Klebsiella pneumonia is a lung pathogen and it also forms gut biofilms. Presence in the gut and the ability to produce hydrogen gas has some implications for hydrogen utilizing bacteria like H. pylori. Clearly, the stomach of someone with an abundant source of hydrogen fuel in their blood is a better target for H. pylori colonization. This explains why even at age 50, individuals who were exclusively breastfed have a lower incidence of H. pylori and stomach cancer, since even a single bottle of formula can shift an infant to adult, i.e. Klebsiella gut flora.

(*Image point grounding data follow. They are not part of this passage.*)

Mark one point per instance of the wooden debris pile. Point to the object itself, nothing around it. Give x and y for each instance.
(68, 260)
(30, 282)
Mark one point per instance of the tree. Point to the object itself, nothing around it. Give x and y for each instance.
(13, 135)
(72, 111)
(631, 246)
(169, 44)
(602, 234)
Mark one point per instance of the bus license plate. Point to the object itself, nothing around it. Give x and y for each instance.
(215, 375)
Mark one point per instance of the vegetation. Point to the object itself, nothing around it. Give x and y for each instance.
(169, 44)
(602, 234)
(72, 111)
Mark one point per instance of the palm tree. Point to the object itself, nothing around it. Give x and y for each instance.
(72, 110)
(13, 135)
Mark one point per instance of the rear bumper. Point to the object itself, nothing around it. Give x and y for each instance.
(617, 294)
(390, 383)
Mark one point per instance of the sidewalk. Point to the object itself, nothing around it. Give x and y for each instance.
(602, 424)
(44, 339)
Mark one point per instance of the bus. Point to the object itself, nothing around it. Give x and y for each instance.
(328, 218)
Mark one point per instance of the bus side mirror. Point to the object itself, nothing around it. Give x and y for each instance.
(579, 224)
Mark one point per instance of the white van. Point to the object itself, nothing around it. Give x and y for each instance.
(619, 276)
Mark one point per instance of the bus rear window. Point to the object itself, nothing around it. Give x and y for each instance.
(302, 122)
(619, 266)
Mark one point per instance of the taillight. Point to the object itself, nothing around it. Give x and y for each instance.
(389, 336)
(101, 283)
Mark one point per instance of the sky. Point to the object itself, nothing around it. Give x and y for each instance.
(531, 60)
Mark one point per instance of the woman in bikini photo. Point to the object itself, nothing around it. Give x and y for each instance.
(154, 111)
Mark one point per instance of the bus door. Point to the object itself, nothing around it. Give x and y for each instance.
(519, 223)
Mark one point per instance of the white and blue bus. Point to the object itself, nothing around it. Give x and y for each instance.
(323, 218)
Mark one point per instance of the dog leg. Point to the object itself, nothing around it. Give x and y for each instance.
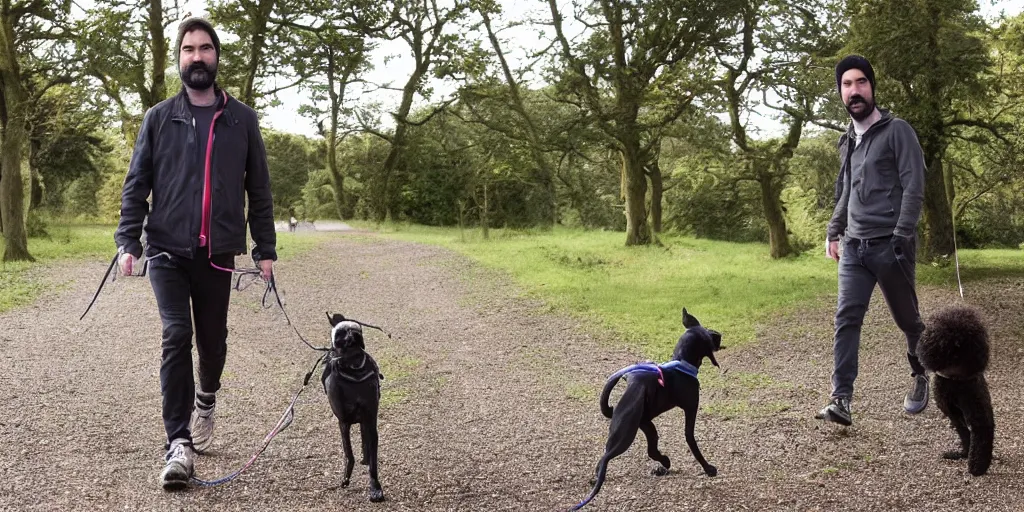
(691, 419)
(960, 425)
(980, 457)
(346, 442)
(370, 445)
(651, 432)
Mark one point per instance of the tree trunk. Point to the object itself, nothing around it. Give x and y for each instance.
(484, 228)
(462, 220)
(397, 146)
(158, 88)
(337, 178)
(656, 193)
(637, 230)
(35, 186)
(11, 187)
(14, 136)
(771, 198)
(256, 45)
(937, 212)
(547, 173)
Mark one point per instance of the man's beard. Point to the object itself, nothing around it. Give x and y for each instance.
(864, 113)
(198, 76)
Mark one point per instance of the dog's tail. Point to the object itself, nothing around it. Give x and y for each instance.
(606, 410)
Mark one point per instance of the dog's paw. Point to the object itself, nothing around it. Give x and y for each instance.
(954, 455)
(376, 495)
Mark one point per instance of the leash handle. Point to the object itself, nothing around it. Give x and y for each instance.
(103, 282)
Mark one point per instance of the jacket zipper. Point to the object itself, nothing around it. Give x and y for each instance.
(204, 237)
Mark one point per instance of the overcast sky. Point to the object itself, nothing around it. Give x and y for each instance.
(396, 69)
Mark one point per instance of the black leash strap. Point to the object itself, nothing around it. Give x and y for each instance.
(271, 285)
(101, 283)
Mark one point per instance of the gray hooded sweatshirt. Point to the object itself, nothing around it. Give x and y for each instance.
(881, 185)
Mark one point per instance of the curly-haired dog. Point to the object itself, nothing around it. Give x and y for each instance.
(653, 389)
(351, 381)
(954, 346)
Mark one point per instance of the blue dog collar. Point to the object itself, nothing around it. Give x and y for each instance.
(659, 370)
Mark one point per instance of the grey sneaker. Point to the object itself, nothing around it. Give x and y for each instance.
(838, 411)
(916, 397)
(178, 469)
(202, 426)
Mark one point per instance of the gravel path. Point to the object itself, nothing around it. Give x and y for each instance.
(489, 402)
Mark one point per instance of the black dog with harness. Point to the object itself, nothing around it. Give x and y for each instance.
(351, 381)
(653, 389)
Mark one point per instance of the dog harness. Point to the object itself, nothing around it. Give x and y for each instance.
(652, 369)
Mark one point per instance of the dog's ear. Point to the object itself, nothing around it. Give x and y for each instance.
(689, 321)
(336, 318)
(716, 339)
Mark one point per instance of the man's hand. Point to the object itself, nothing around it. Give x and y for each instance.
(127, 263)
(266, 268)
(832, 249)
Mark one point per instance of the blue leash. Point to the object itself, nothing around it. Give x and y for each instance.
(649, 369)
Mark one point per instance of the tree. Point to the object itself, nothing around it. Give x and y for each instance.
(125, 49)
(333, 59)
(62, 141)
(794, 43)
(266, 40)
(517, 122)
(931, 60)
(291, 159)
(421, 25)
(641, 67)
(28, 30)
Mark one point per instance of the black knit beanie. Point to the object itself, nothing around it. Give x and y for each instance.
(190, 25)
(854, 62)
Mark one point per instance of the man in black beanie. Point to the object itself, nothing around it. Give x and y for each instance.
(199, 156)
(879, 197)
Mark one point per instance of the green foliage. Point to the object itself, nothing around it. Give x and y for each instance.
(291, 159)
(317, 198)
(731, 287)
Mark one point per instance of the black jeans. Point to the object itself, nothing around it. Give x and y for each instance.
(175, 282)
(864, 263)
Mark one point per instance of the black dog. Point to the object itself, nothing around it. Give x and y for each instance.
(954, 346)
(652, 390)
(351, 381)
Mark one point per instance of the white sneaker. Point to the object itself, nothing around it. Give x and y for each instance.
(178, 469)
(202, 427)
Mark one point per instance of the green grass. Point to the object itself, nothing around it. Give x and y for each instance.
(638, 292)
(92, 242)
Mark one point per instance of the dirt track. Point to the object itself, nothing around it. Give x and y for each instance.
(489, 402)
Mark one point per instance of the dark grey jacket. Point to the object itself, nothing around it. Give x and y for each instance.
(165, 162)
(881, 185)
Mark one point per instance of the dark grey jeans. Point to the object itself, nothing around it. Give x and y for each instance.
(864, 263)
(187, 292)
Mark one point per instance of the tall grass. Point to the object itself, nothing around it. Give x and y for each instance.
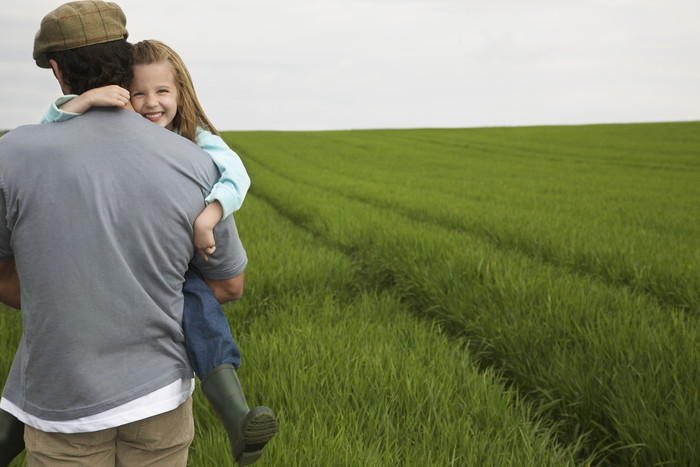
(601, 353)
(353, 377)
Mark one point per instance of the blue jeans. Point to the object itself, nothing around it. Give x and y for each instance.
(208, 338)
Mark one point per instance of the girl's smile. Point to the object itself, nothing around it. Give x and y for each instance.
(154, 93)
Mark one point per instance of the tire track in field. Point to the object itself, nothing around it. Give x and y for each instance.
(419, 304)
(517, 246)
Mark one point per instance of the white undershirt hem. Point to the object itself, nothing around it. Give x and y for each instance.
(158, 402)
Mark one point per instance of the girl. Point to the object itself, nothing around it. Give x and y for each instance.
(162, 92)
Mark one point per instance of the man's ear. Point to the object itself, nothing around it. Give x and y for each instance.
(59, 76)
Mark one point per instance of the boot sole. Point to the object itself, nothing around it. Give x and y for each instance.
(259, 426)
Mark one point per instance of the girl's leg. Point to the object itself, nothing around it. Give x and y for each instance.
(208, 338)
(215, 358)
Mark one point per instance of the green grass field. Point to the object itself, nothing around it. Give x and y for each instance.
(500, 296)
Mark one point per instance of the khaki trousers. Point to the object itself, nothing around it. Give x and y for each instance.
(162, 440)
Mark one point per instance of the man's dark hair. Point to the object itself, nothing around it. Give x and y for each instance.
(94, 66)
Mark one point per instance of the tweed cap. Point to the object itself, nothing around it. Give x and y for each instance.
(77, 24)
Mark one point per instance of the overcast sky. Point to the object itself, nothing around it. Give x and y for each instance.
(349, 64)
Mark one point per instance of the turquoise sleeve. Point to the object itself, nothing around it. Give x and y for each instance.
(54, 114)
(233, 185)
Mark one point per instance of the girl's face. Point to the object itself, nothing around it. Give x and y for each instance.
(154, 94)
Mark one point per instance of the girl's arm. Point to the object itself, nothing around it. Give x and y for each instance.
(227, 194)
(72, 105)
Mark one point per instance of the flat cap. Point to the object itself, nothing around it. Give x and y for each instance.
(77, 24)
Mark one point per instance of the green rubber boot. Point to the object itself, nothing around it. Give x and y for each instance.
(248, 430)
(11, 438)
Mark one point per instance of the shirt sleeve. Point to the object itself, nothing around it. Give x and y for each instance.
(55, 114)
(233, 185)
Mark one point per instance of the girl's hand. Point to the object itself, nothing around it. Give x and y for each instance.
(107, 96)
(204, 242)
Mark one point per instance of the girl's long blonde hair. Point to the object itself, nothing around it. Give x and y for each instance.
(189, 114)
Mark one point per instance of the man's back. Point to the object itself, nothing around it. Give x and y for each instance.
(99, 212)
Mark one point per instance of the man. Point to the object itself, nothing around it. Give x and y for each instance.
(101, 373)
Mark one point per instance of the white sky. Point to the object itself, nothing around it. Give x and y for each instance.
(348, 64)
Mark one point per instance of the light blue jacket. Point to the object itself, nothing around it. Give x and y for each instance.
(233, 185)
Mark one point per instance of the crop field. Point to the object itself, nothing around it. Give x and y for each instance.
(470, 297)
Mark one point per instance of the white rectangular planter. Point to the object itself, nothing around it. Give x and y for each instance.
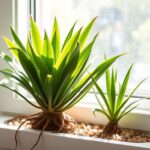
(59, 141)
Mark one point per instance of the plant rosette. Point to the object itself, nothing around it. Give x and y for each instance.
(54, 74)
(115, 105)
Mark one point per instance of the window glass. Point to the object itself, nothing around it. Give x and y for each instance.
(124, 26)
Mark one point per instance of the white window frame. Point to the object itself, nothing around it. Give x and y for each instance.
(10, 104)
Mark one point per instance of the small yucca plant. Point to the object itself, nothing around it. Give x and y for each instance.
(115, 105)
(52, 73)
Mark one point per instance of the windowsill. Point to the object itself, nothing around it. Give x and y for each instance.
(59, 141)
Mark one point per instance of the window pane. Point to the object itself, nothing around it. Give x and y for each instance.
(124, 26)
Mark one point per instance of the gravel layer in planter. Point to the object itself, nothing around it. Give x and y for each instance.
(95, 130)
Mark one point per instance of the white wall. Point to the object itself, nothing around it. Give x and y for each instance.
(5, 21)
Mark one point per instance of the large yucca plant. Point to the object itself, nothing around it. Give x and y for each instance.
(53, 73)
(115, 105)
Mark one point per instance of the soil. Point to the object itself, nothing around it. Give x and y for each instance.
(93, 130)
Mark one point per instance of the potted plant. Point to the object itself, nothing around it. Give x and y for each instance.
(53, 74)
(115, 104)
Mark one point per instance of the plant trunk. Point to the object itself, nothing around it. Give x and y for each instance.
(111, 128)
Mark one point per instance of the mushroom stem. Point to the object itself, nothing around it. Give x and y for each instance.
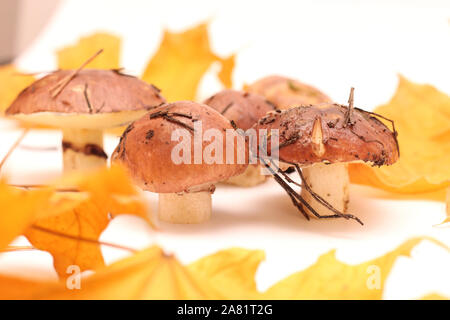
(252, 176)
(331, 182)
(83, 149)
(448, 203)
(185, 208)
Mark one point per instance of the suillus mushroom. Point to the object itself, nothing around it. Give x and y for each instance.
(83, 103)
(166, 153)
(244, 109)
(286, 93)
(321, 140)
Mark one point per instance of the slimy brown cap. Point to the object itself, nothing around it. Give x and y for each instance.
(321, 133)
(286, 93)
(244, 108)
(146, 149)
(89, 92)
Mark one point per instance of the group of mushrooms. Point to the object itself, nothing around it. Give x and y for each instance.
(317, 138)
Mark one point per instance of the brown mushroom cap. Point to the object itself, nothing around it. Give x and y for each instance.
(85, 100)
(286, 93)
(310, 134)
(145, 149)
(244, 108)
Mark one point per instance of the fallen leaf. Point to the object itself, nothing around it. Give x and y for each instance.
(232, 271)
(110, 188)
(102, 192)
(86, 221)
(71, 57)
(12, 84)
(181, 61)
(434, 296)
(422, 118)
(19, 208)
(329, 278)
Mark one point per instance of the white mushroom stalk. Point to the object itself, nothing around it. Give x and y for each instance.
(330, 181)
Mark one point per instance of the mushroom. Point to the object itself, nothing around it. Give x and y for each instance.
(244, 109)
(83, 103)
(322, 140)
(150, 148)
(286, 93)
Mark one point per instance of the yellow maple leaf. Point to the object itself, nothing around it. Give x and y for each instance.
(232, 271)
(18, 210)
(422, 118)
(181, 61)
(64, 233)
(86, 221)
(71, 57)
(12, 83)
(329, 278)
(225, 74)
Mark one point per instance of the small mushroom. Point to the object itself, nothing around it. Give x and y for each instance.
(244, 109)
(322, 140)
(83, 105)
(147, 149)
(286, 93)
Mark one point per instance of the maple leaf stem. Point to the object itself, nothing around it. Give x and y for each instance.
(93, 241)
(13, 147)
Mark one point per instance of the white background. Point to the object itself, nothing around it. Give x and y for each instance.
(330, 44)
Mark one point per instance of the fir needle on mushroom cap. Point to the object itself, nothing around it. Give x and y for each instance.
(146, 149)
(83, 103)
(244, 109)
(286, 93)
(322, 139)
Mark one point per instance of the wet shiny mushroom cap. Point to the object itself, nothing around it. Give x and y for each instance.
(311, 134)
(244, 108)
(90, 92)
(146, 149)
(286, 93)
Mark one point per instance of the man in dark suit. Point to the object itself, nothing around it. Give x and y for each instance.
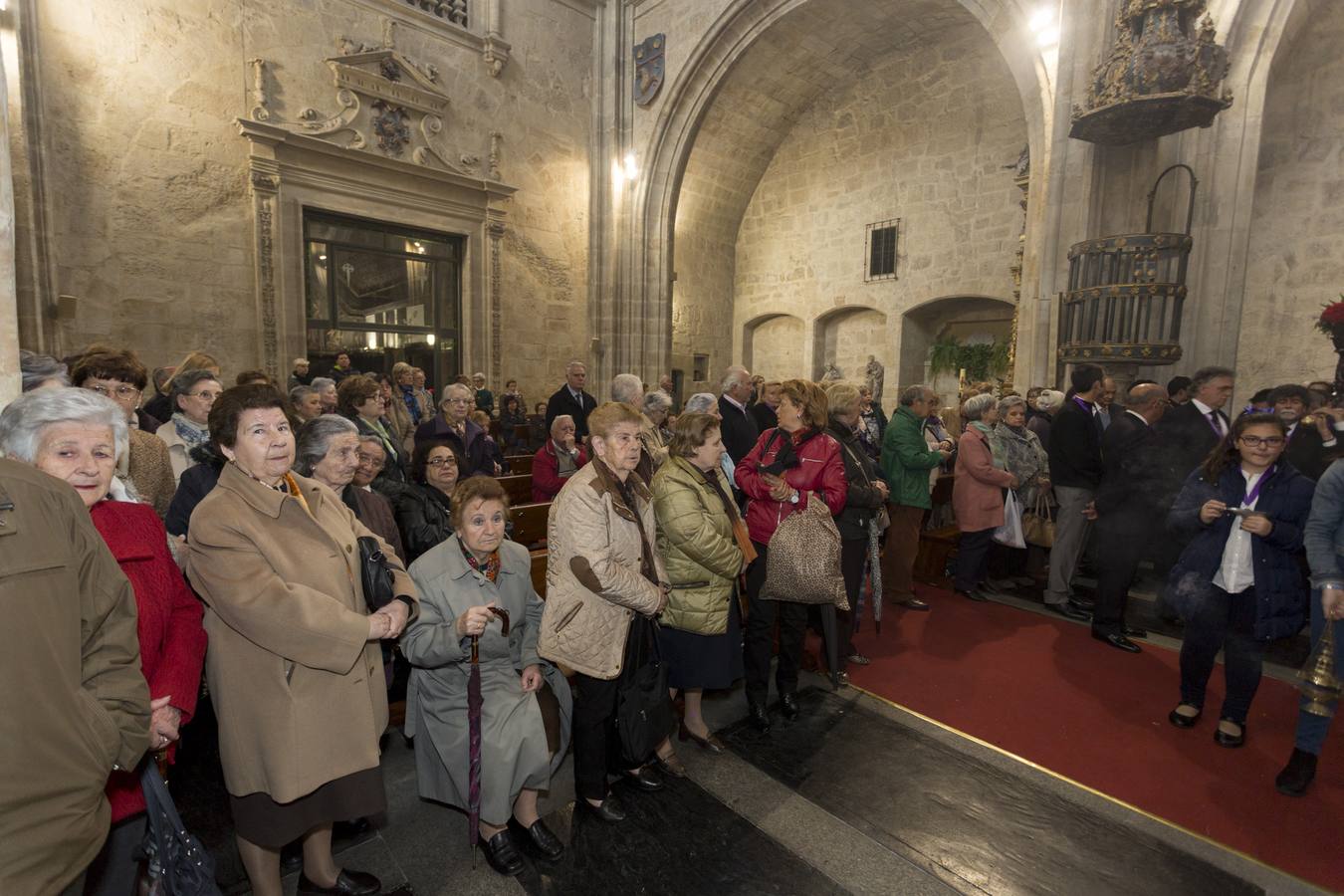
(571, 399)
(740, 427)
(1310, 446)
(1125, 507)
(1075, 470)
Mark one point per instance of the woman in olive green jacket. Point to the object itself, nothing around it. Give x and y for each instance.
(701, 637)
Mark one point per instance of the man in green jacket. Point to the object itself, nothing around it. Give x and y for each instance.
(906, 460)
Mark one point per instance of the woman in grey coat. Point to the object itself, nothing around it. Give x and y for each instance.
(526, 702)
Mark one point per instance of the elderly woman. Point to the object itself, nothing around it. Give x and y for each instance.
(557, 461)
(866, 497)
(523, 738)
(978, 493)
(191, 394)
(146, 464)
(701, 633)
(77, 435)
(603, 585)
(786, 468)
(425, 503)
(360, 400)
(295, 666)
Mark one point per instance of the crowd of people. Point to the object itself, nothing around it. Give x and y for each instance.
(292, 543)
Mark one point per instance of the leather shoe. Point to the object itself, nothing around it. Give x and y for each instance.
(1117, 641)
(348, 883)
(545, 840)
(1182, 720)
(609, 810)
(1297, 774)
(1225, 739)
(1070, 610)
(645, 780)
(502, 853)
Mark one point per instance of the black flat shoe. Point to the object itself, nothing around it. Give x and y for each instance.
(1225, 739)
(645, 780)
(1297, 774)
(348, 883)
(545, 840)
(1117, 641)
(710, 745)
(1182, 720)
(609, 810)
(502, 853)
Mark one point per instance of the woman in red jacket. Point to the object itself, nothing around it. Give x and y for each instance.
(779, 476)
(77, 435)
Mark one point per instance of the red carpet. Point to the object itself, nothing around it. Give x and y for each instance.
(1044, 691)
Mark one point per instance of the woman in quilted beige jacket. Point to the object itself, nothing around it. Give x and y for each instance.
(603, 583)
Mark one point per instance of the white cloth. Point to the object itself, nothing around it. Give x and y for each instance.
(1238, 568)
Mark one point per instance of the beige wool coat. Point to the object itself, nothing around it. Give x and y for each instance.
(593, 580)
(298, 687)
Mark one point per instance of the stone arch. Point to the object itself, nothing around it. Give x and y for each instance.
(961, 315)
(692, 96)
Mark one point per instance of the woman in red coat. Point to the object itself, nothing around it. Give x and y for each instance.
(779, 476)
(978, 493)
(77, 435)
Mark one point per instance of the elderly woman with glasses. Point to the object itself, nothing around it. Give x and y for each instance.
(192, 395)
(295, 665)
(77, 435)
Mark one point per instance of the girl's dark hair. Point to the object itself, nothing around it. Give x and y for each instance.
(1228, 454)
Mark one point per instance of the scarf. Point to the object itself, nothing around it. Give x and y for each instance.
(192, 434)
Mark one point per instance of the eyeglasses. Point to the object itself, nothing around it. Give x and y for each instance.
(121, 391)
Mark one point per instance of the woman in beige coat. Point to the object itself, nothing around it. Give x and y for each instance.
(295, 666)
(603, 583)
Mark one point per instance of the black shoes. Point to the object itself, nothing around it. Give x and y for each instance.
(1182, 720)
(1117, 641)
(1297, 774)
(1225, 739)
(502, 853)
(348, 883)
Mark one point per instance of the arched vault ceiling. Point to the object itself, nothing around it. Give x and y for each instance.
(816, 49)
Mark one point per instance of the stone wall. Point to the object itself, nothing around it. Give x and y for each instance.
(1297, 230)
(149, 219)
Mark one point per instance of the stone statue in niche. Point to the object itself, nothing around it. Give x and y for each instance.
(874, 375)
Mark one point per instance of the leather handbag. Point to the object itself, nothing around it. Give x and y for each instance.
(802, 564)
(375, 572)
(1037, 524)
(642, 707)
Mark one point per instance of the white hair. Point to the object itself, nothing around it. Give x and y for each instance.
(24, 421)
(626, 387)
(702, 403)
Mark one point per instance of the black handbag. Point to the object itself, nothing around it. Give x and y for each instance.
(642, 707)
(179, 865)
(375, 572)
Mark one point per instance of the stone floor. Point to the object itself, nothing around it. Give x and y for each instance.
(856, 796)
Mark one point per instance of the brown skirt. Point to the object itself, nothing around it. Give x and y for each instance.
(261, 819)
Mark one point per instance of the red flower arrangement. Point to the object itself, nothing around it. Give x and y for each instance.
(1332, 318)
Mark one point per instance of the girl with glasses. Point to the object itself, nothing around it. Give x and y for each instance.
(1238, 583)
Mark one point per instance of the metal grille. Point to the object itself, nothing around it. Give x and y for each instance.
(882, 250)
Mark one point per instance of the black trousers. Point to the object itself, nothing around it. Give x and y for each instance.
(760, 639)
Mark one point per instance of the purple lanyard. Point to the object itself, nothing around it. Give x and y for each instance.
(1254, 493)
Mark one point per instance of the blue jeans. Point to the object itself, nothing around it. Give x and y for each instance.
(1228, 622)
(1312, 729)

Klebsiella Needs Carbs to Produce Hydrogen

K. pneumoniae has been associated with Crohn’s Disease and Ankylosing Spondylitis. It grows in gut biofilms and produces pullulanase, an enzyme that can utilize the branched glucosides left over from the action of amylase on plant starch. So K.p. has an untapped food source and it needs lots of ATP to produce hydrogen gas. The nitrogenase needed for nitrogen fixation and hydrogen production is very sensitive to oxygen, so this means that K.p. needs a partially anaerobic environment and must get its energy from fermentation. Fermentation yields much less ATP than respiration using oxygen, which means that K.p. can only produce hydrogen with lots of glucose from starch.

Low Carb Diet Cures Crohn’s Disease

It turns out that the antigen causing Crohn’s disease is the pullulanse (with collagen mimetics.) As you should expect, it has a basic triplet. Eating a low carb diet reduces the flareups of Crohn’s disease, presumably by starving out the K.p.. It is interesting that nitrogenase is the antigen involved in Ankylosing Spondylitis.

Biofilms Promote Transformation and Antibiotic Resistance

Just as a footnote to the benefit of K.p. as a citizen of a biofilm community, H.p. should also live in those biofilms, since that is the source of the hydrogen it uses. Biofilms also stimulate the exchange of DNA, because the quorum sensing chemical signals trigger the release of DNA. The DNA is a component in the matrix that binds bacteria in the biofilm and can work in conjunction with bacterial acidic polysaccharides and host heparan sulfate. These acidic polymers tend to bind the basic antimicrobial peptides, e.g. defensins and cathecidins produced as a major non-adaptive defense against bacteria. Thus, the release of DNA triggered by quorum sensing, builds matrix, facilitates DNA transformation that is the foundation for the spread of antibiotic resistance in gut biofilms and provides resistance against antimicrobial peptides.